O presidente afirma que o projeto lido na sessão de 5 de dezembro estava assinado apenas pela vereadora Amanda Sampaio (PP), mas com o apoio dos demais parlamentares, não sendo de autoria total dela. O texto previa que o pagamento somente poderia ocorrer a partir de 2026, condicionado ainda à análise do TCE e ao respeito ao princípio da anterioridade. Caso não houvesse autorização para vigência imediata, o benefício seria válido apenas para a legislatura seguinte.
Na nota, Thyago reforça que outros agentes políticos do município — como prefeito, vice-prefeito, secretários, subsecretários e servidores comissionados — já possuem direito ao 13º subsídio, e cita que cidades como Esperantina, Barras, Piracuruca e Piripiri já adotam o pagamento para vereadores.
O presidente também explica que o orçamento da Câmara é exclusivo para despesas legislativas, não podendo ser destinado a obras, serviços urbanos ou ações do Poder Executivo. “O dinheiro destinado à Câmara não pode ser usado para infraestrutura, reformas ou serviços da administração municipal”, diz o texto ao justificar que a discussão sobre o 13º não impactaria diretamente áreas como saúde, educação ou assistência social.
O projeto original foi retirado pela vereadora Amanda Sampaio no dia 8, após reavaliação interna e divergências sobre sua autoria. Cabe ao Legislativo decidir se um novo texto será apresentado por outros parlamentares.

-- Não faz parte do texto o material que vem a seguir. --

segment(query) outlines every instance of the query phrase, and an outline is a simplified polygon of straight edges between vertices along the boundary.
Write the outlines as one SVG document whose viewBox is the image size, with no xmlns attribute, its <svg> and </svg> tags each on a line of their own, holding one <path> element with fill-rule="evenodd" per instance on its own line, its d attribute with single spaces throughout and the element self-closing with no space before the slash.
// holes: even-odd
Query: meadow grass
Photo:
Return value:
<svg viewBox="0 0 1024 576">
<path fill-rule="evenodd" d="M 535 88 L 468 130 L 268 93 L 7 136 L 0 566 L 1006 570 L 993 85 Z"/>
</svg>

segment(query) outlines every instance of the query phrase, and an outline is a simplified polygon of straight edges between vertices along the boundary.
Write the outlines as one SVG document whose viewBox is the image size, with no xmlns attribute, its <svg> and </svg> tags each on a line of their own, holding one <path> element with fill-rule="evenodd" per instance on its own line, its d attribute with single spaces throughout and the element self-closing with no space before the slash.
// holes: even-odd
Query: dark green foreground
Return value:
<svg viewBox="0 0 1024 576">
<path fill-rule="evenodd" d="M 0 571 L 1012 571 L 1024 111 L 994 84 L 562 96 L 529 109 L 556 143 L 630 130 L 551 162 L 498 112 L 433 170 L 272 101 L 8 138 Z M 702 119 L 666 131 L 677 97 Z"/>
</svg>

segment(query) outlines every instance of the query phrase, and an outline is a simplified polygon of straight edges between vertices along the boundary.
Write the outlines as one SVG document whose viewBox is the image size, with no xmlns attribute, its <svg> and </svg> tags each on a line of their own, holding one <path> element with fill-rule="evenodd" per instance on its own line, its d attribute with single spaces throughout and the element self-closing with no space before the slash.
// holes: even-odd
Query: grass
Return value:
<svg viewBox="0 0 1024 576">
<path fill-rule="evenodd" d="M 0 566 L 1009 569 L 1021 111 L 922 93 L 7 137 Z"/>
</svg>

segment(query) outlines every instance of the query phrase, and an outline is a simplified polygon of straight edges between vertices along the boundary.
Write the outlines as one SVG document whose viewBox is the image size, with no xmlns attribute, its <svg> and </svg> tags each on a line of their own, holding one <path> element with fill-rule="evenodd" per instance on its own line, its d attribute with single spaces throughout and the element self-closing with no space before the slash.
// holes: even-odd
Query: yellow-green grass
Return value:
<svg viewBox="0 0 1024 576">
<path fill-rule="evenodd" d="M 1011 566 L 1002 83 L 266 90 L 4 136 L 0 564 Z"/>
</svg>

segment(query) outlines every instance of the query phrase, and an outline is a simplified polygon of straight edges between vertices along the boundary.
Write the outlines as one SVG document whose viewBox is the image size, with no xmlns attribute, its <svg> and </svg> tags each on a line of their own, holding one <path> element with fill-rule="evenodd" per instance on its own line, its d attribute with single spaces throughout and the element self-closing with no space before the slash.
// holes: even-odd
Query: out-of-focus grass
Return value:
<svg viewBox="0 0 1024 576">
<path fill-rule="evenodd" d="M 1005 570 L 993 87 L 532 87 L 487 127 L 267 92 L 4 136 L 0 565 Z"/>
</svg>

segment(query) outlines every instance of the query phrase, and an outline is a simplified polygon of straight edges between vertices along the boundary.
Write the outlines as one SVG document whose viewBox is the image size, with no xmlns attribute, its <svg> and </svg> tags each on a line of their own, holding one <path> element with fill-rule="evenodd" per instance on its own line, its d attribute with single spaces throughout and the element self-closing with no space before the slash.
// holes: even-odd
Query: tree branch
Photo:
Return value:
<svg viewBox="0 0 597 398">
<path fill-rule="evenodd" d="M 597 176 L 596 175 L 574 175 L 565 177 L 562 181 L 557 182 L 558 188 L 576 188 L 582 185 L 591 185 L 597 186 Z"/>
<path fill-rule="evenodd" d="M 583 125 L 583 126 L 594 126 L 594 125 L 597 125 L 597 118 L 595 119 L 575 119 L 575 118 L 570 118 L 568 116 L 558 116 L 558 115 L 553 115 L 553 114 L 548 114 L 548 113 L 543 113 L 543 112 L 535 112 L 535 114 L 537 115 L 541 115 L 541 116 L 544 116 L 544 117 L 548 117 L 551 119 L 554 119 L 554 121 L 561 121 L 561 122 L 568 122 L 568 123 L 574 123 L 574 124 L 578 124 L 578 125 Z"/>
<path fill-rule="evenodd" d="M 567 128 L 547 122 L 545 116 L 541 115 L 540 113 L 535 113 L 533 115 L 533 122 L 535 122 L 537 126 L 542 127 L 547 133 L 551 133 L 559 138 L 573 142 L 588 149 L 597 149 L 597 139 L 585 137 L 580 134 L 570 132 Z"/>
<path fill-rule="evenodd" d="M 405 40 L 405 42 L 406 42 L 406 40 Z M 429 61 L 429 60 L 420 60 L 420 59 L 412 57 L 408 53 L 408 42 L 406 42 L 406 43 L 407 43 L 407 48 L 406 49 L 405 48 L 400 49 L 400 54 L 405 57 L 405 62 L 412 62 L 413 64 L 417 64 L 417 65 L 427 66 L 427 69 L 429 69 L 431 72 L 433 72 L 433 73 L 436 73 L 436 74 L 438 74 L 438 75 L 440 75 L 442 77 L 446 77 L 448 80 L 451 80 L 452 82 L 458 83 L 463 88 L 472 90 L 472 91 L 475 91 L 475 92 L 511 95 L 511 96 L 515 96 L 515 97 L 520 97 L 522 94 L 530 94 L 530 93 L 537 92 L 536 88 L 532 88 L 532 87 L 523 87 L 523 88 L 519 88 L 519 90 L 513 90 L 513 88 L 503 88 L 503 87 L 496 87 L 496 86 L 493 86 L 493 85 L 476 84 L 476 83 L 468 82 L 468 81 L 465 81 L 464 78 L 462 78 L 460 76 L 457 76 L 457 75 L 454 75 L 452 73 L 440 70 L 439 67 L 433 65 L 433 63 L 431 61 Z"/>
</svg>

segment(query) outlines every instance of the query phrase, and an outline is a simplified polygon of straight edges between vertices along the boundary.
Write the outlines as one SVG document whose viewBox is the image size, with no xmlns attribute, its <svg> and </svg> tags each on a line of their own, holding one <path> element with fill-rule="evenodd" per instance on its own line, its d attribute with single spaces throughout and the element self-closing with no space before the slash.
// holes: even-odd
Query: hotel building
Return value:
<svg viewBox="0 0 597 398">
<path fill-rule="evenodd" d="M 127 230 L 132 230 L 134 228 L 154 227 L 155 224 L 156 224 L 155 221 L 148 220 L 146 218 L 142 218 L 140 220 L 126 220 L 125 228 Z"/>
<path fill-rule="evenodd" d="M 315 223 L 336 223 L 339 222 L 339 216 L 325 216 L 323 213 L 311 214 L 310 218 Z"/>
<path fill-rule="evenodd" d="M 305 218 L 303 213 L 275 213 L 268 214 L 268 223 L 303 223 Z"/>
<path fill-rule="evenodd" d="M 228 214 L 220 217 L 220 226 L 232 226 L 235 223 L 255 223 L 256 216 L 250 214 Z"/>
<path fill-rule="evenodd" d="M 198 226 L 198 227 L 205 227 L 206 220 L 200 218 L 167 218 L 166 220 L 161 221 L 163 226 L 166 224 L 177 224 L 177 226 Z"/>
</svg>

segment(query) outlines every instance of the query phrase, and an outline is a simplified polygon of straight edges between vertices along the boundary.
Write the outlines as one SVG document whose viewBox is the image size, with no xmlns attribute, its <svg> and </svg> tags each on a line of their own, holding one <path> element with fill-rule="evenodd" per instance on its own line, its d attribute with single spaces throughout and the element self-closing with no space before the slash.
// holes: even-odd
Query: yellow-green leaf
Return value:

Nota enviada pelo presidente da Câmara na íntegra
Bom dia a todos, venho aqui através deste meio de comunicação, Presidente Thyago Lustosa Rodrigues representando a Câmara Municipal de Batalha Piauí, esclarecer sobre os fatos ocorridos em relação ao projeto de lei do décimo terceiro subsídio do poder legislativo, tudo começou em um evento da AVEP na câmara municipal de Batalha, onde os advogados palestrantes afirmaram a legalidade do pagamento se houver uma lei municipal que regule o fato, foi relatado que vários municípios já tinham a lei e que já existia a concessão do pagamento deste direito ao Vereador, todos os onze Vereadores ficaram interessados e foi pautado na reunião das comissões, foi formada uma comissão de Vereadores para fazer uma visita ao TCE na data de 28/11, composta por: Vereador Paulo Pires, Vereador Antônio Neres, Vereador sargento Machado, Vereador Guilherme Machado e Vereador Thyago Lustosa, no intuito de saber mais sobre o assunto, a legalidade e como proceder com o processo, fomos recebidos pelo presidente do TCE e por um dos conselheiros, fomos orientados a criar a lei, pautar e votar.
Na data do dia 05/12 foi lido o projeto assinado somente a Vereadora Amanda, porém com o apoio de todos os outros 10 Vereadores, no projeto é detalhado que poderá ser pago o décimo terceiro subsídio ao Vereador a partir de 2026, dependendo ainda de uma consulta ao TCE e a aprovação do pagamento, caso contrário, só poderá ser pago na próxima legislatura, o mesmo seguirá sendo conduzido normalmente a tramitação, visto que é um direito já concedido ao prefeito, vice prefeito, secretários, subsecretários, comissionados, funcionários da câmara e todos os outros demais, somente o Vereador não comunga deste direito, sendo que nas cidades de Esperantina, Barras, Piracuruca, Piripiri e entre outras já ocorre o pagamento do mesmo.
O orçamento da Câmara Municipal existe para garantir o funcionamento do Poder Legislativo do município. Por isso, o dinheiro destinado à Câmara não pode ser usado para obras de infraestrutura, ações sociais, reformas em ruas, praças, hospitais, escolas ou qualquer outro serviço que seja de responsabilidade do Poder Executivo. Assim, seus recursos só podem ser aplicados em despesas como salários dos servidores, manutenção do prédio da Câmara, compra de materiais de trabalho, capacitação dos vereadores e atividades diretamente ligadas ao exercício legislativo. Quando a Câmara utiliza seu orçamento corretamente, ela respeita a separação dos poderes, evita irregularidades e garante que cada parte da administração pública cumpra o seu papel.